The DOE proposal cites the polar vortex as a cautionary tale of fuel insecurity. Yet the biggest issue was weather-related outages, as many plants couldn’t operate because temperatures dropped below a plant’s design basis (e.g., external instruments froze). If anything, it’d be more important to ensure weather-secure generation than fuel-secure generation.

Regardless, it shouldn’t be the role of government to compensate plant weatherization, on-site fuel storage or any other measure to possibly improve generator performance directly. Instead, regulators should ensure an incentive structure exists for the economically efficient level of weatherization, fuel assurance improvements and other performance-enhancing measures like improved maintenance. All these measures have costs, and only a well-functioning market should determine which costs are worth incurring to keep the lights on.

A market-based approach to reliability and resiliency values the performance or capability to provide a specific service. It does not explicitly value specific measures associated with performance or capabilities. Dozens of measures improve performance and capability, and the lowest-cost way of doing so is to provide proper incentives to market participation to decide their own course.
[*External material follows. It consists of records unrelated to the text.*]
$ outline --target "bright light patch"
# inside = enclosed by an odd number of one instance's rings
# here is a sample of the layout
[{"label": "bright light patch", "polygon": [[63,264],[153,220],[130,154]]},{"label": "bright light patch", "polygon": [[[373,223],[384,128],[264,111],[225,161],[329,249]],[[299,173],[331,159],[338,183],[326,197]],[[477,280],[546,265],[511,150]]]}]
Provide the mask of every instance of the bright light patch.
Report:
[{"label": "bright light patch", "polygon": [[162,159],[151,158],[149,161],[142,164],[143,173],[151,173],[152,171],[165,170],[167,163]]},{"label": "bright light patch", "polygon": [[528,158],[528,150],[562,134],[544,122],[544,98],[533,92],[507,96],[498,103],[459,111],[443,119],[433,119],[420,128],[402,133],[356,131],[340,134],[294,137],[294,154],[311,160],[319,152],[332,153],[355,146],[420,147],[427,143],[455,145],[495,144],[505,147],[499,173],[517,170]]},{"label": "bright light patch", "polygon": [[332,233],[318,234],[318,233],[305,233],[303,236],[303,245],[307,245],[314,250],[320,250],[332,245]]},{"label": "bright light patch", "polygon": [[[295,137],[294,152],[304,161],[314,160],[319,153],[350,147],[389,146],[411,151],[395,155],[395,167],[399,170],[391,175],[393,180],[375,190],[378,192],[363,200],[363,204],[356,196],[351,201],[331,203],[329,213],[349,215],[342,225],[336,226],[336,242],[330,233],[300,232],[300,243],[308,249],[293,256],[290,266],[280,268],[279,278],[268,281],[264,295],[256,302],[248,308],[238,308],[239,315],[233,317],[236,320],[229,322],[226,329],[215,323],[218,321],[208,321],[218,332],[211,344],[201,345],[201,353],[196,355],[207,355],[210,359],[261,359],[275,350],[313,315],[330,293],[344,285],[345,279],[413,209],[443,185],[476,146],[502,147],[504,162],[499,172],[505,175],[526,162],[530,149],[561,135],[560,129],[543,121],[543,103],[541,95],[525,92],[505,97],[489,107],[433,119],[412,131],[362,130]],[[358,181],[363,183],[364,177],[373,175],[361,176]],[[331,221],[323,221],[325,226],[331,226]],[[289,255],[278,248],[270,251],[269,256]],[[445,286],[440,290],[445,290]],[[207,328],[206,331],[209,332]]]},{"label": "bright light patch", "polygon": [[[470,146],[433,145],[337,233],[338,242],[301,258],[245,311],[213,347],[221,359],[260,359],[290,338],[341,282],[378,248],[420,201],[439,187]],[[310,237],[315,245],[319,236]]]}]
In contrast, the DOE proposal would result in compensation for one politically preferred measure. For government to favor a certain measure simply reveals the bias of central planning, which has a track record of raising costs unnecessarily. To the extent that on-site fuel improves generator performance, markets should reward the measure indirectly through a fuel- and technology-neutral paradigm that procures specific services.

Take “black-start” capability, for example. A power plant with black-start ability can start up without power assistance from the grid. This is critical for resilience, as it provides the ability to restore operations in case of a full grid blackout. Procurement of black-start capability predominantly occurs through administrative processes, rather than market mechanisms. Re-examining the determinants of black-start procurement and using a market approach may boost prospects for cost-effective resiliency.

A thoughtful, market-compatible approach to reliability and resiliency, like that recommended in the DOE technical report, is welcome. The current DOE proposal provides an example of what not to do. It is deeply flawed, rushed and anti-competitive. The fallout from the DOE’s proposal will hopefully encourage the administration to reinvent its strategy on resiliency to bolster market performance and empower consumers, rather than undercut them by prescribing actions. In the meantime, FERC must uphold market principles and push forward with an economically sound agenda. FERC only needs to cite the DOE’s technical report as an example of what to do, as it respectfully declines DOE’s political albatross.